Estonian project Erik Stoneheart wins Screen Best Pitch Award.

Baltic Event 2015 winners

Lithuania was the big winner at this year’s Baltic Event when the awards were handed out during a ceremony in Tallinn’s historical town centre on Tuesday evening.

The Eurimages Co-Production Development Award - with a non-reimbursable subsidy of €20,000 to be used exclusively to cover project development costs - was presented for the first time this year in Tallinn.

A jury consisting of Petri Kemppinen, CEO of the Nordic Film & TV Fund, Polish producer Ewa Puszczynska, and Dorien van de Pas, head of New Screen NL and a consultant for talent development at the Netherlands Film Fund, chose the feature debut project Motherland by American Film Institute graduate Tomas Vengris, the son of Lithuanian immigrants living in the US

The €950,000 coming of age story will be produced by Uljana Kim’s Vilnius-based Studio Uljana Kim and already has Locomotive Productions from neighbouring Latvia attached as a co-producer.

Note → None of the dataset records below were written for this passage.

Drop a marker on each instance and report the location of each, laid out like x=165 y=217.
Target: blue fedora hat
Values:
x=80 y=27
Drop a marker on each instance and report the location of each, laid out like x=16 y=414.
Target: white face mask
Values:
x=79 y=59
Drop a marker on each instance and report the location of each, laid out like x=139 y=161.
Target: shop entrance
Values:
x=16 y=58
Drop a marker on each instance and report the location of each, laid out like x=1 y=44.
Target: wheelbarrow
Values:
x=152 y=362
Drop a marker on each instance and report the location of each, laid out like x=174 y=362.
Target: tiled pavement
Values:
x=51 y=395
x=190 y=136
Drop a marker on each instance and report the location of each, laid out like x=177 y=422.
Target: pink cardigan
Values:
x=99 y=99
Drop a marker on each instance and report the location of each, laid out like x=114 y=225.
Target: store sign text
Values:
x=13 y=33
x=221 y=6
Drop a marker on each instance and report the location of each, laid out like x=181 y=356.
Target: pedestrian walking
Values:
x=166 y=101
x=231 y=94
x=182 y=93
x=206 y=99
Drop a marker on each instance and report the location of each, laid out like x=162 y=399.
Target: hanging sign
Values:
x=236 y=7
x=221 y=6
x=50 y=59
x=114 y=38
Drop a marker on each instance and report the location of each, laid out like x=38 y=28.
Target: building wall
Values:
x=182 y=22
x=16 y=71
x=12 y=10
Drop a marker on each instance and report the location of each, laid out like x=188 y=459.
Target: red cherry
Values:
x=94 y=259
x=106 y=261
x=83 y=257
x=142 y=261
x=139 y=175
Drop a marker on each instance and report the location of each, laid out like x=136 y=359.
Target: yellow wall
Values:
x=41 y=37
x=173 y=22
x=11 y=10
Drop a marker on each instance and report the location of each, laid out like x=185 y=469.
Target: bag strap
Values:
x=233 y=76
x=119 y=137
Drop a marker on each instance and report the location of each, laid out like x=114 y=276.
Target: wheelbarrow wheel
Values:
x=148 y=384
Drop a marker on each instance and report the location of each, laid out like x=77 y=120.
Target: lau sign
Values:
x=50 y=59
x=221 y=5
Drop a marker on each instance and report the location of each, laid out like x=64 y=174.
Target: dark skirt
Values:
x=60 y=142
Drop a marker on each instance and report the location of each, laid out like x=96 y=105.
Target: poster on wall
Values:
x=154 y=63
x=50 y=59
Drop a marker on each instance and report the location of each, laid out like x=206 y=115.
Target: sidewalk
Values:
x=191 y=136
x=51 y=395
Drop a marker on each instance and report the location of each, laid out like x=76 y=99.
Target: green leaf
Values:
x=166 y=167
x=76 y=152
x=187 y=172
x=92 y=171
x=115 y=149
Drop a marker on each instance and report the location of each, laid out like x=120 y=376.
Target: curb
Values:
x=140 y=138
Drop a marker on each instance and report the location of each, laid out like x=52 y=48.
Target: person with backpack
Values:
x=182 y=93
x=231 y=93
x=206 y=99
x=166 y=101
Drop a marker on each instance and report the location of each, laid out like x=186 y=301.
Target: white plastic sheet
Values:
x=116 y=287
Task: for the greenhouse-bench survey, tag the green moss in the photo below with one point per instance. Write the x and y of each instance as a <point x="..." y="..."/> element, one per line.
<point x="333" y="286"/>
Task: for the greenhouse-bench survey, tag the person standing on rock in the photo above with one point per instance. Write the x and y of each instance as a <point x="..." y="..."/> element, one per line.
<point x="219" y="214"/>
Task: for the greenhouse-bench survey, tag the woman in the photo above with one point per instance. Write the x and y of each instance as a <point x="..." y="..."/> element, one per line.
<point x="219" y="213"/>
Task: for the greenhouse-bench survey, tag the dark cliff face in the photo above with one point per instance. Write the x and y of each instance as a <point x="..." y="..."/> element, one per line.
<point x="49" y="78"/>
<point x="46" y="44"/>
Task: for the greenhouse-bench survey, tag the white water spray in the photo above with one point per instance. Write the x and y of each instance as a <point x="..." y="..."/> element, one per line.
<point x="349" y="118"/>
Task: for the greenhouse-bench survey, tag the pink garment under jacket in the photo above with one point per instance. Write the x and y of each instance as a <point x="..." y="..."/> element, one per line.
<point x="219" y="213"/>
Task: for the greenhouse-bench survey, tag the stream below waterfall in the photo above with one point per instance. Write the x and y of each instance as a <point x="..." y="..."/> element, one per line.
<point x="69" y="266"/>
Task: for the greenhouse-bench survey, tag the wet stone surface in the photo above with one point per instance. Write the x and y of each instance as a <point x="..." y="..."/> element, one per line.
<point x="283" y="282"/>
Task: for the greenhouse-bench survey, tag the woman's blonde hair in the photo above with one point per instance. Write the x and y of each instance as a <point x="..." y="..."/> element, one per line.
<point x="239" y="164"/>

Motherland also received Digital Sputnik’s Clear Light Award with €5,400 rental of the DS LED system for lighting the production.

Two years ago, Kim received the Screen International Best Pitch Award for the project Seneca’s Day, the first Baltic co-production for a fiction feature film.

Excerpts of Kristijonas Vildziunas’ latest film were shown as part of the Baltic Event’s Works in Progress this week.

Work in Progress Award

Cinema ‘made in Lithuania’ also came out on tops for another new award, the FilmFly Award for the project with the most potential among the Works in Progress.

Just a Moment’s Dagne Vildziunaite, one of 2015’s Screen Future Leaders in Cannes, received a place on the new training programme, to be launched next January, for the project Together For Ever by Lina Luzyte, which is the first co-production between Lithuania and Romania.

Luzyte had developed her screenplay during a residency in Berlin as part of the Nipkow Programme and at the Torino Film Lab, and had the services of the internationally renowned DoP Oleg Mutu for her feature debut.

The Works in Progress jury of Karlovy Vary’s Lenka Tyrpakova, The Match Factory’s Zsuzsi Bankuti and Istanbul Film Festival advisor Azize Tan also awarded special mentions to the Egyptian-French Ali, The Goat and Ibrahim by Sherif Elbendary and the Austrian-Ukrainian co-production Ugly, which were presented in the new International Works in Progress section.

Ironically, the special mentions went unmentioned at Tuesday’s awards ceremony, while several of the participants of the Baltic Event expressed doubts about the wisdom or necessity for the introduction this year of the International Works in Progress since the reason for coming to Tallinn is specifically to see the latest projects from the Baltic region.

Screen International Best Pitch Award

This year’s Screen International Best Pitch Award offering editorial coverage during a project’s life from development through production to festival presentation and distribution went to the Estonian project Erik Stoneheart by Ilmar Raag.

The €2.5m family film will be produced by Evelin Soosaar-Penttilä of Amrion Ltd., which has previously worked with Raag on such films as The Class, the most successful film ever made in Estonia, and his 2014 film I Won’t Come Back.

In addition, two free passes for the 2016 edition of the Cannes Producers Network were awarded to two producers presenting projects at the Co-Production Market: Norway’s Gary Cranner (Chezville) and Johanna Aust of Berlin-based Flickfilm.